He frowned impatiently. Any number of people might know about the thing. But if they didn't—if only he and Caroline knew—then it was he who had put the emeralds there. It was a damned bad show. How could he have put the emeralds there? How had they got there if he hadn't put them there? And why had he been haunted by snatches of memory in which the emeralds and the five narrow windows of the Blue Room came and went?

An obstinate denial rose in him. He might have shot Elmer Van Berg, but he couldn't have taken the emeralds. He said that he might have shot Elmer. He began to turn that over. He wouldn't have gone to see Elmer with a gun on him—not in England. But if they had had a violent quarrel and Elmer had drawn on him, there might have been a struggle in which Elmer was shot. But in that case what had happened to the weapon? There wasn't anything about a weapon in the newspaper stories. He wondered if that was one of the things the police were lying low about..…

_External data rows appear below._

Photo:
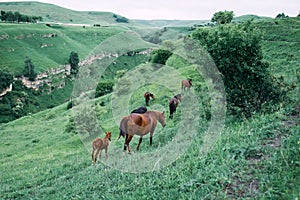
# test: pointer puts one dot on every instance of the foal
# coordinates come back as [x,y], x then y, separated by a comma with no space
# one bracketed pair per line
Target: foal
[99,144]
[186,84]
[147,96]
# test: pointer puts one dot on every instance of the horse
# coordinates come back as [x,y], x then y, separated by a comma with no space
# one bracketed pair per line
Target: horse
[99,144]
[140,110]
[147,96]
[186,84]
[140,124]
[173,103]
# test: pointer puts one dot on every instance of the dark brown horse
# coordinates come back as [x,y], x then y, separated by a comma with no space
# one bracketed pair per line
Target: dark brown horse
[147,96]
[140,124]
[99,144]
[173,103]
[140,110]
[186,84]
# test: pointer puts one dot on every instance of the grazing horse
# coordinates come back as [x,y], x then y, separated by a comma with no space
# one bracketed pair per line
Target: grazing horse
[99,144]
[173,103]
[140,110]
[140,124]
[186,84]
[147,96]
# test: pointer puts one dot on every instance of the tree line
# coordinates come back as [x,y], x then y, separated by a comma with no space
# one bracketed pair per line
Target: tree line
[18,17]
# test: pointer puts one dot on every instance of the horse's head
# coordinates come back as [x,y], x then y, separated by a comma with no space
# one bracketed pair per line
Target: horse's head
[152,96]
[179,97]
[161,119]
[190,81]
[108,136]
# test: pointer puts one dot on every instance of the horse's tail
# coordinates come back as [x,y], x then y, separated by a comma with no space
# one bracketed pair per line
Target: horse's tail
[172,108]
[123,127]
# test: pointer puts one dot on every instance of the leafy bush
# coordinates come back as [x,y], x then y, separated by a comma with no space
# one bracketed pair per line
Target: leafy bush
[236,50]
[104,87]
[160,56]
[6,79]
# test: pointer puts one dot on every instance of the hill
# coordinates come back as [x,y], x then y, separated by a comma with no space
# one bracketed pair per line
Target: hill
[56,14]
[43,157]
[47,46]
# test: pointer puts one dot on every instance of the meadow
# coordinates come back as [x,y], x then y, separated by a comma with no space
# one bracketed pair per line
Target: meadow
[43,156]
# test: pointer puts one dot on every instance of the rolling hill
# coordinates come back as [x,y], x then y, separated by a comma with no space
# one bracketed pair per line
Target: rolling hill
[44,157]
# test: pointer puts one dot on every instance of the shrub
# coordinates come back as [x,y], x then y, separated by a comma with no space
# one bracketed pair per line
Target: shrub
[236,50]
[104,87]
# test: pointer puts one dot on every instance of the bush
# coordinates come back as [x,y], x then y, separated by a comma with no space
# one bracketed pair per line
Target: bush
[160,56]
[104,87]
[236,50]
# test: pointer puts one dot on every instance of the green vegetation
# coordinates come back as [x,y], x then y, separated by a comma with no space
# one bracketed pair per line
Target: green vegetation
[222,17]
[29,70]
[6,79]
[236,50]
[18,17]
[73,61]
[44,157]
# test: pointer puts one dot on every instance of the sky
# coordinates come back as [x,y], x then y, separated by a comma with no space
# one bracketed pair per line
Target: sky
[181,9]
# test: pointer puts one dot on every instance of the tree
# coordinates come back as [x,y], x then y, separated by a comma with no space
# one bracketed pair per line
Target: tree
[73,61]
[29,69]
[281,15]
[104,87]
[6,79]
[222,17]
[160,56]
[237,52]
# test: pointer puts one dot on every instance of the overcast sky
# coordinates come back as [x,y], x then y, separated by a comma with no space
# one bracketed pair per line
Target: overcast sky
[181,9]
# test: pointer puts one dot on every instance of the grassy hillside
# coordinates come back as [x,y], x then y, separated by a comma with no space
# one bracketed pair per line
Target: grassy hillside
[48,47]
[53,13]
[40,160]
[43,158]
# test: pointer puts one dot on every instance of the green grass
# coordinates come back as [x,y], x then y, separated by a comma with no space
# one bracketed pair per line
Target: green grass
[53,13]
[40,160]
[28,40]
[255,158]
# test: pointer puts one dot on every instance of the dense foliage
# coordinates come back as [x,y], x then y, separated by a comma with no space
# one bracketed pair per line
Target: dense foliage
[160,56]
[104,87]
[29,70]
[6,78]
[222,17]
[236,50]
[73,61]
[18,17]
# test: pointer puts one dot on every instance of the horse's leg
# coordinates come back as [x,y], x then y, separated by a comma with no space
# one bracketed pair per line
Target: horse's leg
[140,141]
[93,158]
[97,155]
[127,143]
[106,155]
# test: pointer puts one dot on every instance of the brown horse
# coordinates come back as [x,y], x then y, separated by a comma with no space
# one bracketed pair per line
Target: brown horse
[147,96]
[140,124]
[173,103]
[99,144]
[186,84]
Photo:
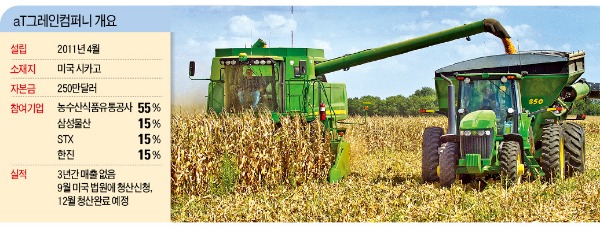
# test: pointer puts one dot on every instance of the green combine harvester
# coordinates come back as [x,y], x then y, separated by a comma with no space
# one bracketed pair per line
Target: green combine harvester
[291,81]
[510,112]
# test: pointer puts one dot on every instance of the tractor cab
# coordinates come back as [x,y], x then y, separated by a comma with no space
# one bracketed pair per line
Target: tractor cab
[488,101]
[250,83]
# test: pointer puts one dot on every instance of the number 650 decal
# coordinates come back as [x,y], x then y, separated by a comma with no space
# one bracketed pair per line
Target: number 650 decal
[536,101]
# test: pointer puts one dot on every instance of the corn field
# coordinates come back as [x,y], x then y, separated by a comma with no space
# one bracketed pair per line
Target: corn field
[244,169]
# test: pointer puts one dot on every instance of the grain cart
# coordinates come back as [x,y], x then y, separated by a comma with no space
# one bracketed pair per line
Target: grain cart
[508,119]
[291,81]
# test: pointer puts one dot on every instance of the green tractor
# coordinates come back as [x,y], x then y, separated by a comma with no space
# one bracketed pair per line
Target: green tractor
[291,81]
[507,119]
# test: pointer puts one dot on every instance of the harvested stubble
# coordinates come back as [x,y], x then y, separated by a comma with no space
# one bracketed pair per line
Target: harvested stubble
[240,153]
[385,185]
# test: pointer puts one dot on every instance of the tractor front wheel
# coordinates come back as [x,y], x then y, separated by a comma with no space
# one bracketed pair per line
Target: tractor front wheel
[511,164]
[429,153]
[574,138]
[448,162]
[553,155]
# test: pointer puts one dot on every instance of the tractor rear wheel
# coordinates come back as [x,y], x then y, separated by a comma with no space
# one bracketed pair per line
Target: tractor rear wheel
[553,157]
[510,162]
[448,162]
[429,153]
[574,138]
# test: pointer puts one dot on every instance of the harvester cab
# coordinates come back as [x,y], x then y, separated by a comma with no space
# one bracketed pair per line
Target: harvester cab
[509,124]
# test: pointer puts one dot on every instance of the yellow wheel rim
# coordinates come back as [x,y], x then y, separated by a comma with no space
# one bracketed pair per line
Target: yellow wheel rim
[561,159]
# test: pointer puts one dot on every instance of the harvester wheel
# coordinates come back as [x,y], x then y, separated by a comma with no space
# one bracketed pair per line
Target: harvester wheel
[429,153]
[553,157]
[510,161]
[574,137]
[448,162]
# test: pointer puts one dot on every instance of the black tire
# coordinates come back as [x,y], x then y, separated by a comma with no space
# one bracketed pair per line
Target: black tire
[552,159]
[429,153]
[510,159]
[574,140]
[448,162]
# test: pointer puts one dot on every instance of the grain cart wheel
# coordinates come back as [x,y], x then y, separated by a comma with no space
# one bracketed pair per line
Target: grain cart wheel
[511,163]
[448,161]
[429,153]
[574,139]
[553,155]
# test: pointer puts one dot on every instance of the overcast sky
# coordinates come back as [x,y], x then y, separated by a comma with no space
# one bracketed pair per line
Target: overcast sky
[197,31]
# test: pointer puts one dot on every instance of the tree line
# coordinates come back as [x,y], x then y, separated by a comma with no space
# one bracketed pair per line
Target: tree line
[425,98]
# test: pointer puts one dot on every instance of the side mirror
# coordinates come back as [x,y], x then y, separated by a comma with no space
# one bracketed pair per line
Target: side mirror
[192,68]
[300,69]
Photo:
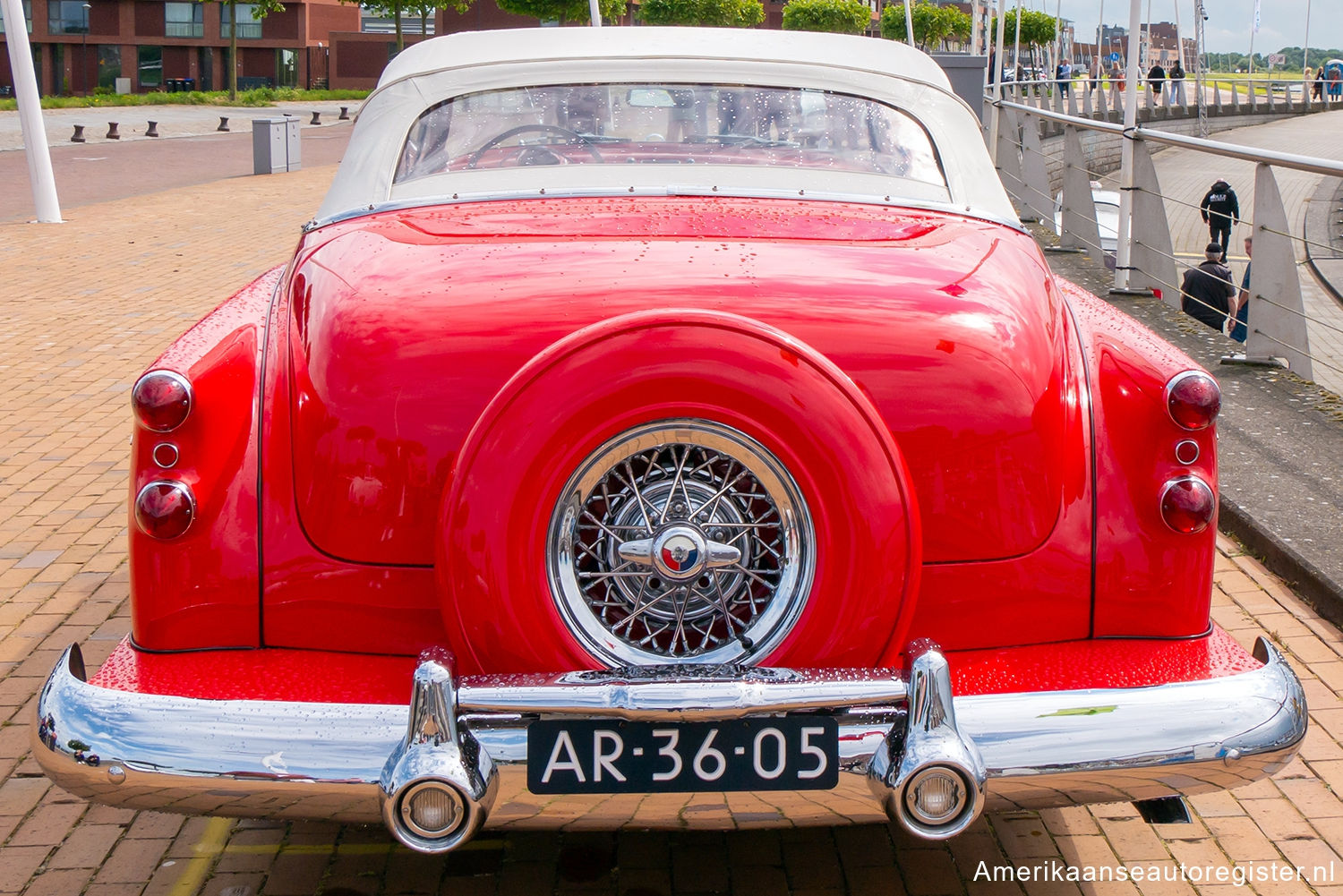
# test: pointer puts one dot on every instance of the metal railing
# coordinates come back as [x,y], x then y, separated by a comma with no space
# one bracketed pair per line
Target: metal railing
[1103,97]
[1279,321]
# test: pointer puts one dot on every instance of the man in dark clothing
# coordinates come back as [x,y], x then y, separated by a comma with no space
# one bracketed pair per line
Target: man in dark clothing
[1208,289]
[1157,80]
[1221,209]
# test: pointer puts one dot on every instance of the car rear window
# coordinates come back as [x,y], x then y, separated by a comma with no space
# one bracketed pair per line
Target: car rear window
[668,124]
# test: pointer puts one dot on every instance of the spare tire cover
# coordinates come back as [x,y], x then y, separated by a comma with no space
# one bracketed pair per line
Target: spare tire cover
[677,487]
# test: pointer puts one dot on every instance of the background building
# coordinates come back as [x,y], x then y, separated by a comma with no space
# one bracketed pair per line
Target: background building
[83,45]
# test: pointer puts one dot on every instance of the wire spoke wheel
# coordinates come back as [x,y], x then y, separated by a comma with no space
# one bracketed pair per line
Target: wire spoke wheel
[680,542]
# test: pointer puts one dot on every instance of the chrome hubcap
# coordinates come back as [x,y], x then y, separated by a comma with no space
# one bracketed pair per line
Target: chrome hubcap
[682,541]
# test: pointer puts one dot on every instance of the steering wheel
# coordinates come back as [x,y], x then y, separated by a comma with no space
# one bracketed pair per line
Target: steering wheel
[521,129]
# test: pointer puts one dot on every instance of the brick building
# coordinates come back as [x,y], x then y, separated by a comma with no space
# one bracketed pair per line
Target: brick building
[82,45]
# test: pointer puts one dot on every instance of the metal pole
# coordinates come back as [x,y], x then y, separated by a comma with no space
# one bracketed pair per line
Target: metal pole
[30,115]
[1200,39]
[83,53]
[1015,46]
[1125,192]
[997,75]
[1100,30]
[1305,56]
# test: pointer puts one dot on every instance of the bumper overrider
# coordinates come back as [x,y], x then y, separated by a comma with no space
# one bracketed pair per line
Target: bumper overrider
[908,750]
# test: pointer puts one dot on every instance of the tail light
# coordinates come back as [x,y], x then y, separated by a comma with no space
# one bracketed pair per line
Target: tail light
[1193,399]
[1187,504]
[161,400]
[164,509]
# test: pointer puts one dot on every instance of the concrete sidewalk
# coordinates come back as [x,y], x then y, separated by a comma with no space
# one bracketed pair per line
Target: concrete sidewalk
[174,120]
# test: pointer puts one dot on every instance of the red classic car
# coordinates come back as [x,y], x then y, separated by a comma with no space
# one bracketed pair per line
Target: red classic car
[661,427]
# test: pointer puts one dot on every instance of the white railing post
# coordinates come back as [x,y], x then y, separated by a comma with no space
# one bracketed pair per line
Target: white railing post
[1276,316]
[1039,201]
[1151,254]
[1079,214]
[1009,158]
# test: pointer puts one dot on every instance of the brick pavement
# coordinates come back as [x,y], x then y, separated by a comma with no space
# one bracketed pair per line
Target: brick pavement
[90,303]
[1186,175]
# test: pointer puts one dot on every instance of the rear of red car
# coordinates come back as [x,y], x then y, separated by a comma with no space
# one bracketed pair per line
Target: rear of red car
[791,507]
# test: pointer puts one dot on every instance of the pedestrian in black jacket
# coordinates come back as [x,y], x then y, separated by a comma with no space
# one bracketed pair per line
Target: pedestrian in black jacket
[1157,80]
[1206,290]
[1221,209]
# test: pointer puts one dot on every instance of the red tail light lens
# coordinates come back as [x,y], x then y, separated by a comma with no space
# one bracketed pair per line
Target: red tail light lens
[1193,399]
[164,509]
[1187,504]
[161,400]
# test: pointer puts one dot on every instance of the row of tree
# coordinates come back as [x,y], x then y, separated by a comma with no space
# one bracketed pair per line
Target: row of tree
[934,26]
[1236,61]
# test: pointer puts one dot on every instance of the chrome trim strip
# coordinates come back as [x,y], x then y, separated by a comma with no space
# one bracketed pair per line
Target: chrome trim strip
[273,759]
[674,191]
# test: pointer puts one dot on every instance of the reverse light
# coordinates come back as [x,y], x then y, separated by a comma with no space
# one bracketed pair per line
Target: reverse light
[161,400]
[1193,399]
[937,796]
[432,809]
[164,509]
[1187,504]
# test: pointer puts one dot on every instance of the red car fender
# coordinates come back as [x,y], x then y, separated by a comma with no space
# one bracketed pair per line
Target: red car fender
[491,565]
[203,589]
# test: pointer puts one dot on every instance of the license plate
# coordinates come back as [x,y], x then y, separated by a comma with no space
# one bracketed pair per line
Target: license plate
[585,756]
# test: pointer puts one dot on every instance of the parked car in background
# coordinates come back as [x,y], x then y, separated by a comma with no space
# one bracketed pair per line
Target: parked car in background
[666,411]
[1106,203]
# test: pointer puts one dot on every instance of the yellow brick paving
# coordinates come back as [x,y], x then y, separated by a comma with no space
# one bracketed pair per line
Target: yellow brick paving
[86,305]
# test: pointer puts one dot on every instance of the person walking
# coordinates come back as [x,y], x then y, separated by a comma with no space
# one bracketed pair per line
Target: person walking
[1208,290]
[1157,81]
[1221,211]
[1176,77]
[1064,74]
[1241,311]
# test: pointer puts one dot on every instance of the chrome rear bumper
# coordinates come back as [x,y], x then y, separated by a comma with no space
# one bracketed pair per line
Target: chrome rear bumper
[349,762]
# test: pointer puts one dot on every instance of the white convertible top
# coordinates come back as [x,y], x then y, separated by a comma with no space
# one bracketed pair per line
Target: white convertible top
[435,70]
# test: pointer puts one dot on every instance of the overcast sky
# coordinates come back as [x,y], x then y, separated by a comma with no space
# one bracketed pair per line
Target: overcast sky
[1229,21]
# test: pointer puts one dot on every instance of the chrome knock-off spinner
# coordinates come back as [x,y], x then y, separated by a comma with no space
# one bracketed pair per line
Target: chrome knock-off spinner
[682,541]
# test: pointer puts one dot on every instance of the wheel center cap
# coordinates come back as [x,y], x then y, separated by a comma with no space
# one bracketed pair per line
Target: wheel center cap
[680,552]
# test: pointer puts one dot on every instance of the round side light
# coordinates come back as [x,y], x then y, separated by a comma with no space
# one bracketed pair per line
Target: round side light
[1193,399]
[1187,504]
[161,400]
[164,509]
[937,796]
[432,809]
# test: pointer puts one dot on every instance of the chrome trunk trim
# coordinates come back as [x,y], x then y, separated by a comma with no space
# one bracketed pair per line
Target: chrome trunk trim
[276,759]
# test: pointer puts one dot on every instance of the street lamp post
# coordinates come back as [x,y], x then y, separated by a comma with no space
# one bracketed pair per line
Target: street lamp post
[83,51]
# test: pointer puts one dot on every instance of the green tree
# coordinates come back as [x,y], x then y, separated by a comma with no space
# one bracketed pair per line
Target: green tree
[260,8]
[843,16]
[714,13]
[932,23]
[397,10]
[563,10]
[1037,30]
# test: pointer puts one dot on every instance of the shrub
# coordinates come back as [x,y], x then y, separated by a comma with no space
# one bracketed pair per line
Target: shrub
[714,13]
[843,16]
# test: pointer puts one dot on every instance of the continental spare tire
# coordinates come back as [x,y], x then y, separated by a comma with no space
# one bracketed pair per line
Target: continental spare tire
[677,487]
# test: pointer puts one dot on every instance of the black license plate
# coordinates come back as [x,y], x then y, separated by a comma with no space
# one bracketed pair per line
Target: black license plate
[583,756]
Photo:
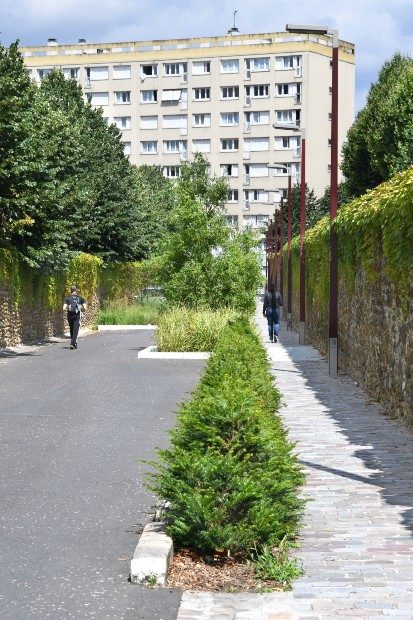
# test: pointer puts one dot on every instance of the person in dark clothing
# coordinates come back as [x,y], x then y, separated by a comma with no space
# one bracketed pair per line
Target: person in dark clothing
[74,304]
[271,309]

Well, say he and Elmer had quarrelled. What would they have quarrelled about? It would have to be something that made Elmer suddenly see red. Well then, it would have to be something about Susie. Susie liked to play him up and make him jealous. If Elmer was jealous, he'd be formidable—he'd be liable to forget where he was and pull a gun. But then Jim had a perfectly clear memory of drinking with Elmer. They weren't quarrelling then. He could see that one moment of their interview perfectly clearly—his own hand lifting his drink, and Elmer's hand under the light holding up the emeralds. He came to a puzzled obstinate certainty. He might have shot Elmer, though he couldn't think why. He couldn't have taken the emeralds and hidden them at Hale Place.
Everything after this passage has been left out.